Probably neither. The jobs created by greater access to Asia-Pacific markets would likely be offset by U.S. jobs lost to increased competition. And the deal would increase U.S. incomes only $77 billion a year — 0.4 percent — by 2025, according to calculations by Peter Petri, professor of international finance at Brandeis University.

“The numbers won’t knock your socks off,” Petri says.

For one thing, trade isn’t so vital to the U.S. economy: Exports account for just less than 14 percent of U.S. economic activity, one of the lowest shares among major nations. For another, the United States already has free trade agreements with six of the TPP countries. So the effects of another deal would be limited.

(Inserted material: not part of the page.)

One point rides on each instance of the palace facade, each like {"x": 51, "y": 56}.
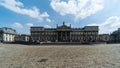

Still, jobs created by expanded export opportunities pay up to 18 percent more than the average job does. Moreover, economists say, intensified competition would make companies in the United States and its Pacific Rim trading partners more efficient by compelling them to focus on what they do best.

Will Congress comply?

Maybe. The politics of trade are complicated. If TPP is going to happen, Obama will probably have to persuade Congress to give him the so-called “fast-track” authority: The president would send the deal to Congress for an up-or-down vote with no amendments allowed. Without that presidential power, lawmakers could pick the deal to death — a risk that might discourage other countries from agreeing to TPP in the first place.

Though Republican leaders like Ryan have signaled their support for fast track and TPP, tea party Republicans have been reluctant to cede any power to Obama. They’ve formed an odd-bedfellows alliance with pro-union Democrats who oppose TPP.